Hoda Fahmy, of the School of Pharmacy at the University of Auckland, led the research using national health databases with the aim of addressing a gap in knowledge of opioid prescribing in Aotearoa New Zealand.

Fahmy says opioid use in older adults can be problematic.

Hoda Fahmy of the School of Pharmacy at the University of Auckland.

“Opioid therapy should only be considered when potential benefits are likely to surpass risks, where it should be prescribed with extensive monitoring and regular assessments to determine the need for continuation,” she says.

The researchers found that codeine was the most commonly prescribed opioid, followed by tramadol.

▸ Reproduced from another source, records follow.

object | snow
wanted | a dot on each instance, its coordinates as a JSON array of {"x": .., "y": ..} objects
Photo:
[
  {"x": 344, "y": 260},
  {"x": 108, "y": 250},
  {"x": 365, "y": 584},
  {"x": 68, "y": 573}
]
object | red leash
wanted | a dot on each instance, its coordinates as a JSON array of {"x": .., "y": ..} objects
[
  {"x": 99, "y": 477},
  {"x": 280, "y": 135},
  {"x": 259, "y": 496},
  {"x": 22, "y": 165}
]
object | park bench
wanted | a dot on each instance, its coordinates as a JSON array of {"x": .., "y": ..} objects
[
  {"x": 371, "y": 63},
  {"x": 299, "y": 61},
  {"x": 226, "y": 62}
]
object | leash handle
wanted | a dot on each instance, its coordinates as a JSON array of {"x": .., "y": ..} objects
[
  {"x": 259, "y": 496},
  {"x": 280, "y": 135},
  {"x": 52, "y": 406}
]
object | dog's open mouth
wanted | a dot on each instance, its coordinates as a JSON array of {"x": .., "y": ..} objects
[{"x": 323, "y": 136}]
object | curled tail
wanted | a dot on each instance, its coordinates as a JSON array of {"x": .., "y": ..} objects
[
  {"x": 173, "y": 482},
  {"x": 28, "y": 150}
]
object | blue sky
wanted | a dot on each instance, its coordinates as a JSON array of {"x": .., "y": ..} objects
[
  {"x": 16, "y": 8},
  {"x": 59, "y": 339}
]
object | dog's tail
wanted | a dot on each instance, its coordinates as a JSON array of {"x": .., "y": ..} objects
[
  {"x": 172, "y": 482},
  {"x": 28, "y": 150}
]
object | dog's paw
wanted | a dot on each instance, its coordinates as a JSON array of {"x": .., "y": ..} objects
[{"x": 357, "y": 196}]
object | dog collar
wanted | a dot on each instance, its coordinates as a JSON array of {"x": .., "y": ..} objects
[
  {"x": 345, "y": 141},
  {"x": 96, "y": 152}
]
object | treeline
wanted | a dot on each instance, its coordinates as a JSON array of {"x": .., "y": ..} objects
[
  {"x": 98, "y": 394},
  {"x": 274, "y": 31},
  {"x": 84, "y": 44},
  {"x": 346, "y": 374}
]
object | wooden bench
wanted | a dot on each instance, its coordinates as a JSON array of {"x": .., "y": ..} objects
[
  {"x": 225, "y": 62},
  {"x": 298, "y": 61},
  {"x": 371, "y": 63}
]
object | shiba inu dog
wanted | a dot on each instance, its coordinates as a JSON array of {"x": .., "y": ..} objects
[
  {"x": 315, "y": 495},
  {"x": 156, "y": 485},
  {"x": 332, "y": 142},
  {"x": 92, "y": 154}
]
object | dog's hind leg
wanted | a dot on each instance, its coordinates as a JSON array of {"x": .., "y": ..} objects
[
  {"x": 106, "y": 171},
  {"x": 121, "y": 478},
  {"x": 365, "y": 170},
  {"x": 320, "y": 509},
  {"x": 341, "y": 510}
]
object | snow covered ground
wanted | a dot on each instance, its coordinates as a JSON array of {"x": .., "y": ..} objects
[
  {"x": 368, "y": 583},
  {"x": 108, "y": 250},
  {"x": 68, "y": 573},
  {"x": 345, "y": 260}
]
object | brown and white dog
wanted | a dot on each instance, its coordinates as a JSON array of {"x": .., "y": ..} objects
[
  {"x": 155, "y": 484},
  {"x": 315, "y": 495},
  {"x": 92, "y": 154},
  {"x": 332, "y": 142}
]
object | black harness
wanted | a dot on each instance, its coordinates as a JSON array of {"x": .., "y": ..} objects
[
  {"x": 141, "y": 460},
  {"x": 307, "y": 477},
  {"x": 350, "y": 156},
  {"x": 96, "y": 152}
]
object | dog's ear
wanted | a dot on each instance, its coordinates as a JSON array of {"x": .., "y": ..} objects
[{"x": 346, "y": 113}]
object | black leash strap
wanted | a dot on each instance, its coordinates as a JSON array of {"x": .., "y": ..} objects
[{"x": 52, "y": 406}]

At the time of the study, codeine was allowed to be prescribed for three months’ supply. From October 2023, codeine supply was limited to one month.

Both codeine and tramadol are weak opioids, but co-author Dr Chan says weak opioids are still a cause for concern, especially in older adults.

Associate Professor Dr Amy Chan.

“Weak opioids can still lead to dependency and carry additional risks for older people who are more susceptible to side effects, as their kidney function is often reduced and it is important for processing these medicines,” Chan says

Fentanyl was the drug that showed the greatest increase over the study period, which Fahmy says probably relates to the fact funding for fentanyl patches became unrestricted in February 2011.

“Future research is warranted to discern whether the increase in opioid dispensing is a consequence of overprescribing or reflects appropriate pain management practices and to establish evidence-based guidelines for the use of opioids in the older population,” Fahmy says.

Fahmy conducted the research as part of her master’s and contributing to a suite of studies looking at dispensing of opioids in different groups and associated harms.

The increasing prescription of opioids in older adults should continue to be monitored further and inform policies and prescribing, Fahmy says.

A related study involving a sample of almost 270,000 opioid-naïve older adults without a cancer diagnosis investigated risk factors for persistent opioid use.

The strongest risk factors included: use of fentanyl, slow-release opioids, strong opioids, multiple health issues, history of substance abuse, residing in the most socioeconomically deprived areas, and the use of medications like anti-epileptics, non-opioid pain medications, antipsychotics, or antidepressants. See Age and Ageing.

These findings, which augment our understanding of rising prescription rates, underscore the need for targeted interventions to prevent persistent opioid use and its associated adverse outcomes, says Assistant Professor Kebede Beyene, Hoda’s primary masters supervisor.

“The findings from both studies emphasise the importance of precise opioid management for older people, aiming to optimize treatment while minimising risks,” says Beyene.

Chan suggests that individuals and families should keep an eye on opioid use and seek a medication review for long-term use. She also calls for cautious prescribing and policy vigilance regarding opioid supply.

Future research out of the School of Pharmacy will look at opioid prescription in rest homes and the social and economic impacts of opioid use, especially as more up-to-date data become available.

US warns NZ high risk for illegal fentanyl trade

The University research comes as a United States Government-backed briefing highlighted New Zealand as a country with a high risk emerging of fentanyl abuse.

Dr Vanda Felbab-Brown, Senior Fellow of Foreign Policy at the Brookings Institution’s Strobe Talbott Center for Security, Strategy and Technology told a press briefing on the United States fentanyl crisis that New Zealand and Australia are highly valuable markets where existing drug networks provide ample opportunities for the spread of synthetic opioids.